Он был в рубашке с распахнутым воротом. Вся шея и спина, насколько мне было видно, усеяны наростами, как у ихтиозавра. Да он и вообще со своей парализованной ногой, из-за которой не ходит, а как-то влачится, ползает с перевальцем, со своим огромным туловом и отвисшей мордой похож на допотопное пресмыкающееся.

После бреда кривой болтовни, теплый прощальный разговор в голом садике, окружающем заплесневелые коттеджи.

– Вступайте, старик, в партию! Вы будете крепче чувствовать себя на ногах, чувствовать локоть товарищей. У нас умная и горячая организация. Вот мы исключили Толю Сурова. Я ему говорю: подлец ты, мать твою так, что же ты наделал? Выйди, покайся перед товарищами от всего сердца, а не читай по бумажке, подонок ты несчастный! Так хорошо, по-человечески ему сказал, а он вышел и стал по бумажке шпарить. Ну, мы его единогласно вышвырнули. Вступайте, старик, не пожалеете! А как хорошо было с Леней Коробовым, он на коленях ползал, просил не исключать. Я сказал: ты преступник, Леня, но пусть кто другой, не я, первым кинет в тебя камень. Он рыдал. Оставили, ограничились строгачом с последним предупреждением… Вступайте, обязательно вступайте, старик!… Вот скоро Мишу Бубеннова будем отдавать под суд. Знаете Мишу? Сибирячок, талант, но преступник. Скоро мы его исключим и под суд, настоящий, уголовный, туда ему и дорога. Вступайте, старик, в партию. Орест Мальцев – любопытный, право! Я не согласен был, когда на него накинулись за «Венгерские рассказы». Ну, поехал землячок за рубеж, подивился, как граф ест бифштекс, ну, и я бы на его месте подивился. Только надоело копаться в его половой жизни, всё время заявления поступают. Не может человек тихо поёбывать, всегда с шумом, скандалом. А нам – возись с его грязным бельем. Вступайте, обязательно вступайте, старичок!…

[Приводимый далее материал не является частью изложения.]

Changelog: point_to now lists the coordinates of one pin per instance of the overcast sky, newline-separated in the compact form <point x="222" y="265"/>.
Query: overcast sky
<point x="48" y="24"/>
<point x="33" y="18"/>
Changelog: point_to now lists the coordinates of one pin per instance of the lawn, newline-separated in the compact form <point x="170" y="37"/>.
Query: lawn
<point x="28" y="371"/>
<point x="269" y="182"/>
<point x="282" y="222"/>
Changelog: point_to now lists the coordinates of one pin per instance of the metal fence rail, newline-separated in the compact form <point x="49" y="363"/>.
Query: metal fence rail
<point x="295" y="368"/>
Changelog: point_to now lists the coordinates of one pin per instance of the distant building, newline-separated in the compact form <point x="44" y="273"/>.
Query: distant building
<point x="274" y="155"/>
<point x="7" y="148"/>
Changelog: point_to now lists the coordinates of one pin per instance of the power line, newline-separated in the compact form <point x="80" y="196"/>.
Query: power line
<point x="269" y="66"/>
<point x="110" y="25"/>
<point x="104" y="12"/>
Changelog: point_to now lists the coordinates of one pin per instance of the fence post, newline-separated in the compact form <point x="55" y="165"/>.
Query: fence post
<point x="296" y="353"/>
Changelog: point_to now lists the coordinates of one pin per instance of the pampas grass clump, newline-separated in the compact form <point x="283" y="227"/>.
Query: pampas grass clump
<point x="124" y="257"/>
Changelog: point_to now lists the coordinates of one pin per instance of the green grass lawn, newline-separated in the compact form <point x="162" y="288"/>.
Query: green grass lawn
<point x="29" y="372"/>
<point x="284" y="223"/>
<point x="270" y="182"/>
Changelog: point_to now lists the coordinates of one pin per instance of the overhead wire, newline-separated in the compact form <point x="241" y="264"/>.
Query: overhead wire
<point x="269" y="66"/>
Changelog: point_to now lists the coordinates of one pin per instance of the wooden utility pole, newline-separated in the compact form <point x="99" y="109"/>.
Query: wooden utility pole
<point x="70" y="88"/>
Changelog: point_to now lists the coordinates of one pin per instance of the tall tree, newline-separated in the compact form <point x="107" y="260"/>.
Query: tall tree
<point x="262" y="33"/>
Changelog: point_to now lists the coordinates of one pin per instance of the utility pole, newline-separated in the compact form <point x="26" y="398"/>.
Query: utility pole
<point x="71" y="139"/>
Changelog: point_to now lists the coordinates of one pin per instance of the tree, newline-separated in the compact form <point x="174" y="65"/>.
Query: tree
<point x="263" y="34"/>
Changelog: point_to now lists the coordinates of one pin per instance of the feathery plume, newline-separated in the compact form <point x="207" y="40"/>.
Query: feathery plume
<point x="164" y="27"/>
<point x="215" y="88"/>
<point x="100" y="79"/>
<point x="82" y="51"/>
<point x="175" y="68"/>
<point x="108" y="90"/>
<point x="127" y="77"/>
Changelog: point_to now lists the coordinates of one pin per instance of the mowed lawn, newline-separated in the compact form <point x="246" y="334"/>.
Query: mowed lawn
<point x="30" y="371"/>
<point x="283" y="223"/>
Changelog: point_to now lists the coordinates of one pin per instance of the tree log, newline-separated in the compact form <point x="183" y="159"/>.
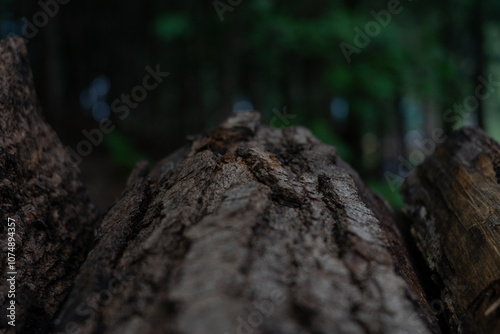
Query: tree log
<point x="453" y="199"/>
<point x="41" y="191"/>
<point x="247" y="230"/>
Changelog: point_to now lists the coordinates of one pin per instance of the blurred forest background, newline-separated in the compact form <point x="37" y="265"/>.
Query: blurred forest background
<point x="416" y="74"/>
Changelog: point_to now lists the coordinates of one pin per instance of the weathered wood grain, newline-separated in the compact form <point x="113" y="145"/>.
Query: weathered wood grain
<point x="247" y="230"/>
<point x="41" y="189"/>
<point x="453" y="199"/>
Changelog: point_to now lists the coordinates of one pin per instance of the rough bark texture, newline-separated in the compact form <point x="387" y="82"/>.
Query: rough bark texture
<point x="41" y="189"/>
<point x="247" y="230"/>
<point x="454" y="202"/>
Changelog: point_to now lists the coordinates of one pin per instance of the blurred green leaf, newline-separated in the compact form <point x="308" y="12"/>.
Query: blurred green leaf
<point x="173" y="26"/>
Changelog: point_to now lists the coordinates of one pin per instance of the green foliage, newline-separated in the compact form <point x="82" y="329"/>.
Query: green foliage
<point x="320" y="128"/>
<point x="172" y="26"/>
<point x="381" y="188"/>
<point x="122" y="150"/>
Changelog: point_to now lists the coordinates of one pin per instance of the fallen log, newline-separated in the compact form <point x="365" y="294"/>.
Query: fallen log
<point x="453" y="199"/>
<point x="246" y="230"/>
<point x="44" y="207"/>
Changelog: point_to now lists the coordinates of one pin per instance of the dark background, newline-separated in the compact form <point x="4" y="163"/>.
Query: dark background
<point x="278" y="57"/>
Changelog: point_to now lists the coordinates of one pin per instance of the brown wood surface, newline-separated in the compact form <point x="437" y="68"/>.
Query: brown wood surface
<point x="41" y="189"/>
<point x="247" y="230"/>
<point x="453" y="199"/>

Был у Верони, она очень плоха. Когда я пришел, она сидела почти голая на кровати и ела что-то со стула. Катя ее одела. Вероня всё смотрела на стул, с которого убрали еду, а меня почти не замечала. Катя же, которой всё это стало выгодно, говорила с фальшивым умилением:

– Смотри, как она тебе радуется, ну как она тебе радуется!…

Андерсеновские русалки, сменившие хвосты и бессмертие на две человеческие ноги и краткость человеческой жизни,

90

умирая, превращались в серебристую водяную пыль. Мы также превратимся скоро в мельчайшую атомную пыль, но, в отличие от русалок, так и не став людьми.

Беда внутри меня, беда снаружи, ну как тут уцелеть!

Смысл любви состоит в том, чтобы с трудом отыскать бабу, которая органически неспособна тебя полюбить и бухнуть в нее всё: душу, мозг, здоровье, деньги, нервы.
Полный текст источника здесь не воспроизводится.